The sad truth is that, except for Novell with SLED (SUSE Linux Enterprise Desktop), the big-name Linux distributors tend to focus on servers. After all, as Red Hat has shown, that's where the real money is.
This focus isn't new. Canonical has been serious about servers for a long time now. This release underlines that point.
Even before Ubuntu 9.10 was in beta, Canonical introduced PSE (Premium Service Engineer), a new level of support for large enterprises. This gives corporate customers the option of a single point of contact along with access to all the way up to Canonical's platform engineers.
In addition, Steve George, Canonical's director of support and services, recently told me that Canonical saw its Amazon EC2 (Elastic Compute Cloud)-compatible UEC (Ubuntu Enterprise Cloud) as being perhaps Ubuntu 9.10's most important feature.

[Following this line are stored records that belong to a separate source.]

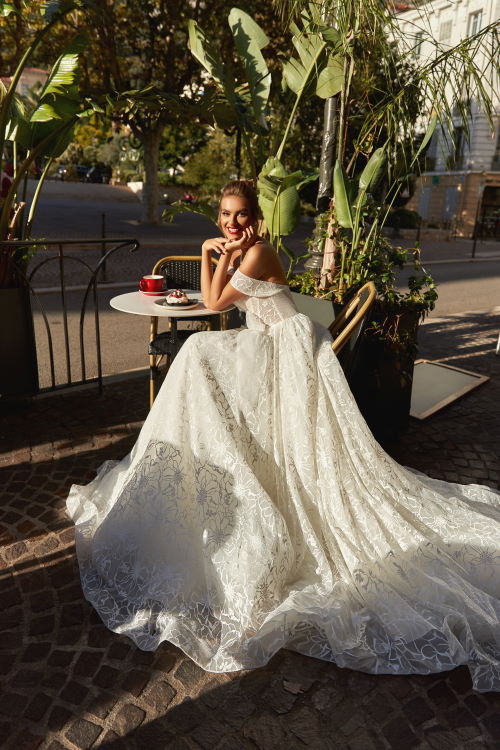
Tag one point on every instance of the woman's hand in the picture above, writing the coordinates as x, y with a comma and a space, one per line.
217, 245
243, 243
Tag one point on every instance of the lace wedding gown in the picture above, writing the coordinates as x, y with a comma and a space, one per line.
256, 511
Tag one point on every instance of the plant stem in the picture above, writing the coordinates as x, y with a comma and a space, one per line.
36, 195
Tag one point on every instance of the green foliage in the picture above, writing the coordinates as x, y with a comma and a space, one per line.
42, 133
211, 166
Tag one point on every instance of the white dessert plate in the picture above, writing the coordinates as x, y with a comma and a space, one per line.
194, 303
154, 294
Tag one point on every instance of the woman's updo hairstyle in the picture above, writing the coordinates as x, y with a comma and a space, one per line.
242, 189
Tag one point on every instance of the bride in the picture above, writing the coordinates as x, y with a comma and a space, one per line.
256, 511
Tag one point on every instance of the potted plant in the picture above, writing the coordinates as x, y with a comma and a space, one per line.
374, 120
28, 138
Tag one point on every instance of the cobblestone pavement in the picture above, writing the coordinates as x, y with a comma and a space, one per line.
70, 683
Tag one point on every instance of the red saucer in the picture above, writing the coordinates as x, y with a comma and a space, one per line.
154, 294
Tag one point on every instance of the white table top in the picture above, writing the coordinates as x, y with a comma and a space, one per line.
139, 304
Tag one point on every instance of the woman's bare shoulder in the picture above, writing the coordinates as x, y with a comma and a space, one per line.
264, 263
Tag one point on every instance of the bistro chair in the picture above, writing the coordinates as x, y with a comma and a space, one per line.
348, 326
183, 272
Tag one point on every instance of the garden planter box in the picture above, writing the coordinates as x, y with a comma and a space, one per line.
19, 371
320, 310
382, 379
380, 376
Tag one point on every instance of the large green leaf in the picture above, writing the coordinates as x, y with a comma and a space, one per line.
342, 196
6, 9
428, 135
318, 64
374, 171
331, 79
17, 127
59, 102
200, 47
250, 39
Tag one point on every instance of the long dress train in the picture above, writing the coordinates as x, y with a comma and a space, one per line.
256, 511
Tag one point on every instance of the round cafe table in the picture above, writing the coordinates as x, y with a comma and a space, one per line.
138, 303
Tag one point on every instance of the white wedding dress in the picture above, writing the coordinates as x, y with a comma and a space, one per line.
256, 511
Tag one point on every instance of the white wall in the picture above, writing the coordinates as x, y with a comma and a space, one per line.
448, 22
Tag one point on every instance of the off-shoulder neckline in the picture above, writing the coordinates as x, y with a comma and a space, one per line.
261, 281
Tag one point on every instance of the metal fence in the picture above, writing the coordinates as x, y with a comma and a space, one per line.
90, 290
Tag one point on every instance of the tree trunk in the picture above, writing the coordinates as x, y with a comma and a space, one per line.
329, 259
151, 195
325, 189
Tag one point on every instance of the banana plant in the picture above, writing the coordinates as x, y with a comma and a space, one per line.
315, 69
279, 201
46, 132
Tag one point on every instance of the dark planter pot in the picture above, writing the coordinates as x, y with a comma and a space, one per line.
379, 376
18, 371
381, 381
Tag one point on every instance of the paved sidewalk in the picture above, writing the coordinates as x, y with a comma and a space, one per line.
70, 683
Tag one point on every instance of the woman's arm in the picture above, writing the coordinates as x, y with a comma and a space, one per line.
216, 292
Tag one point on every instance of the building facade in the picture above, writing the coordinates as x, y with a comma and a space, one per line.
460, 189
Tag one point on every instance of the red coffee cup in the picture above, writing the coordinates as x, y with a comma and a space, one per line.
151, 283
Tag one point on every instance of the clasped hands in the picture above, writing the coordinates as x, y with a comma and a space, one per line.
223, 246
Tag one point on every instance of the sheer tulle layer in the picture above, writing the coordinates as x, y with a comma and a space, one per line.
256, 511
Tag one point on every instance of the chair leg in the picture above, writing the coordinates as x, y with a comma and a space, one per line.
153, 374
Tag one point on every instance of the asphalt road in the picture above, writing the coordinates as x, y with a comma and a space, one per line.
73, 210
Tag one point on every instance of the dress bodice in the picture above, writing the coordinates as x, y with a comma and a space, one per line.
266, 302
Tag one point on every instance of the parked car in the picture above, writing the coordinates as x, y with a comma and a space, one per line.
61, 172
81, 171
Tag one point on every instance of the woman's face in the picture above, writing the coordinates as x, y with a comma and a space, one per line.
234, 216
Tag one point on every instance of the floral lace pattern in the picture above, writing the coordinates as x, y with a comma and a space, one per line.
256, 511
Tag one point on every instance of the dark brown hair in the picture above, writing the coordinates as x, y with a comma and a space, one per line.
242, 189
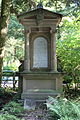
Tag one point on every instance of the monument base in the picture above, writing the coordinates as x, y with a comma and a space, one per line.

George emphasized that this wasn't just another yawn cloud release. He told me "People who have been exploring cloud computing have really only be able to use public clouds. UEC allows companies to build a cloud internally first, and then think about how to make use of public clouds like EC2."
Good point. It takes a lot of guts, or perhaps stupidity, to move even a minor enterprise application to the cloud. With UEC, which is built atop the open-source Eucalyptus Project, you can have an EC2-compatible cloud running Ubuntu Linux servers on just a few servers with dual-core 2.2 GHz processors with virtualization extension (Intel-VT or AMD-V), 4GB RAM and 100 GB hard drive in the back room.
Virtualization-savvy pros may wonder how Ubuntu will put off being compatible with EC2. While Ubuntu uses KVM for virtualization, EC2 uses Xen. Canonical CEO Mark Shuttleworth explained that Canonical has managed to make an Ubuntu 9.10 VM (virtual machine) image that will work with both KVM and EC2's Xen. It wasn't easy, said Shuttleworth, but, in the end, they were able to make a "single machine image which works in both places."
Before you move there, though, Canonical lets you find out if cloud-based computing meets your needs. Then you have the option of moving your applications to Ubuntu on the Amazon cloud. Or, for that matter, just run it yourself in your own data center.
No matter where you run your Ubuntu servers though, another nice feature is you can manage all of them with Canonical Landscape. This systems management and monitoring programs lets you use a Web-based interface to manage all your Ubuntu machines no matter whether they're located down the hall, in the data-center across town or somewhere out on the cloud.
Canonical isn't ignoring the desktop though with these new developments. On Monday, October 26th, Canonical CEO Mark Shuttleworth revealed that one of the first Ubuntu cloud offerings, Ubuntu One, will be for desktop users. This service enables people who run Ubuntu 9.04 or newer to copy files to a cloud storage space. Ubuntu users can store up to 2GBs for free, and up to 50GB for $10 per month. In addition, Canonical recently partnered with IBM to deliver a thin-client style business desktop to users with the IBM Client for Smart Work.
Ubuntu One and the IBM office software suite are both nice desktop additions. But, if Canonical has its way, the real news that comes out of this latest release is more companies moving to Ubuntu on servers and in the cloud. Beating Windows 7 on the desktop may make the heart of Linux fans beat faster, but what Shuttleworth wants most for Ubuntu is for it to become a server power. Based on what I've seen of this release, Ubuntu is taking a giant step in that direction.